A literature review of tensile strength of adults and pediatric human spine specimens was performed to gather information about biomechanical forces and spinal differences of adults and children and to synthesize these findings into a scaling model to guide safety and clinical decisions for spinal manipulative therapy (SMT) for children and infants.

The literature showed that tensile strength differences have been observed between pediatric and adult specimens. In the full study a preliminary model of care including pediatric SMT technique adaptation based on patient age is proposed, which may possibly contribute to further knowledge of safety and clinical implications for SMT for children and infants.

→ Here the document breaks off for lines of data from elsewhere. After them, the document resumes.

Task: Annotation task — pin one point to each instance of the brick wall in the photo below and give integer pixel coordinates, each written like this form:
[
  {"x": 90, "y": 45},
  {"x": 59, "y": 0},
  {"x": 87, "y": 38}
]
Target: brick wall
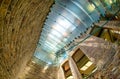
[{"x": 20, "y": 26}]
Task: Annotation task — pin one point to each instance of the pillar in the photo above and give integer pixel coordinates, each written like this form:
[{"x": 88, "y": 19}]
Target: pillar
[
  {"x": 74, "y": 69},
  {"x": 61, "y": 73}
]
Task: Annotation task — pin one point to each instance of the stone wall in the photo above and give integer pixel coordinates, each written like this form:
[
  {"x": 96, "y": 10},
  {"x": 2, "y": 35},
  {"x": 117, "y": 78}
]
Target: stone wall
[
  {"x": 111, "y": 70},
  {"x": 37, "y": 69},
  {"x": 105, "y": 55},
  {"x": 20, "y": 27}
]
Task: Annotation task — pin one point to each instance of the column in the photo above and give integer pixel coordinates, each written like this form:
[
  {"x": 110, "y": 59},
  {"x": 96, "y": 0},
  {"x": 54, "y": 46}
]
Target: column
[
  {"x": 74, "y": 69},
  {"x": 61, "y": 73}
]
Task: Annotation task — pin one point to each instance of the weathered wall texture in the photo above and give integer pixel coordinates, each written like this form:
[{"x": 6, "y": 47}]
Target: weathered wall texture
[
  {"x": 37, "y": 69},
  {"x": 20, "y": 26},
  {"x": 111, "y": 69},
  {"x": 105, "y": 55}
]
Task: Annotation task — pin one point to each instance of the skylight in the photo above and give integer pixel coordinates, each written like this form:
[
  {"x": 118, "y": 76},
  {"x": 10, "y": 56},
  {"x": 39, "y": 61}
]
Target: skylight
[{"x": 67, "y": 20}]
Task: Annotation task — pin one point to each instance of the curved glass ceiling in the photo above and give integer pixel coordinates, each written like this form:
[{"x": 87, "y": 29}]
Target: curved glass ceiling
[{"x": 68, "y": 19}]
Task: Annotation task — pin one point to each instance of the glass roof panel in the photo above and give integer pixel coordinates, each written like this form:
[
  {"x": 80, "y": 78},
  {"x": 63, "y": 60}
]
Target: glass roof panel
[{"x": 67, "y": 20}]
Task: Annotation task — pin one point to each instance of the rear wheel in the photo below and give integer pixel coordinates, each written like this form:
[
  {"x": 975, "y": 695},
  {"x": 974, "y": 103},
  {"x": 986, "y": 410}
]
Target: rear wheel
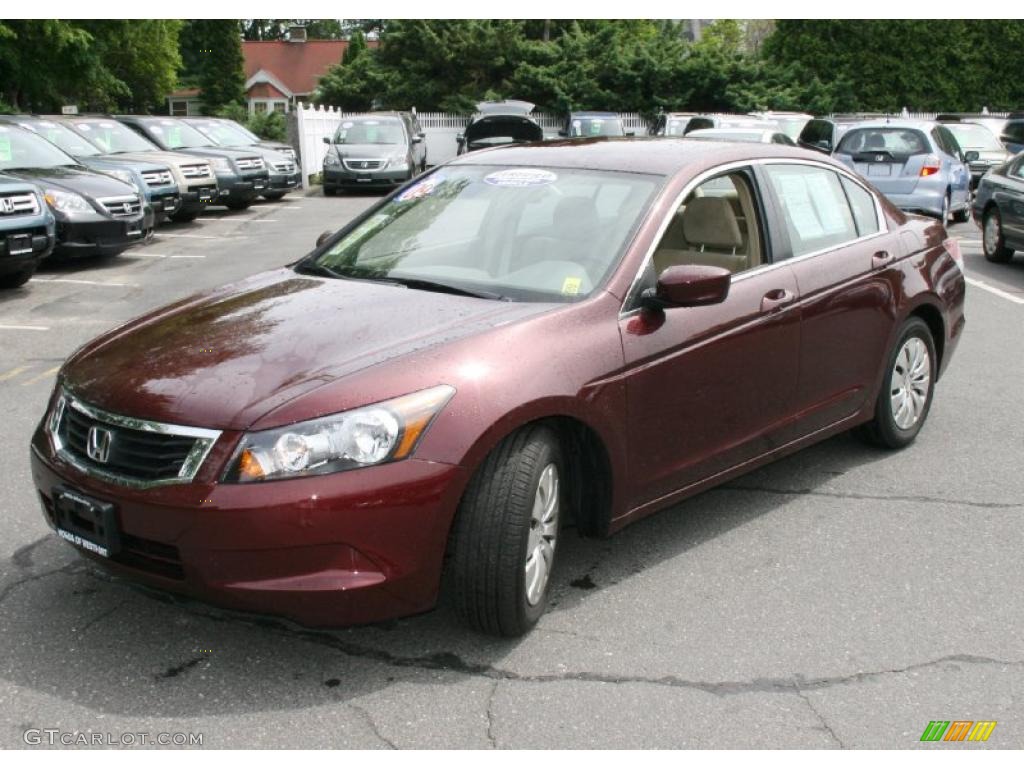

The literature search was performed using PubMed from inception to November 2012 with no filters or language restrictions. The search included terms related to pediatric spine biomechanics and tensile strength. Studies included those in which human tensile strengths necessary to create anatomical damage in the cervical, thoracic, or lumbar spine of pediatric human subjects were recorded. The pediatric population was defined as human subjects from birth to 18 years old. Biomechanical findings were used to propose a scaling model based on specimen age and differences in tensile strengths. A model of care was proposed using the scaling model and the existing literature on pediatric technique adaptations.

Nine experimental studies were selected, 5 in the pediatric population (46 specimens) and 4 in the adult population (47 specimens). Mean tensile strengths were estimated, and ratios were used to describe differences between 4 age groups. The preliminary model of care proposed includes maximum loading forces by age group. From these studies, a model showed a nonlinear increase in the cervical spine tensile strengths based on specimen age.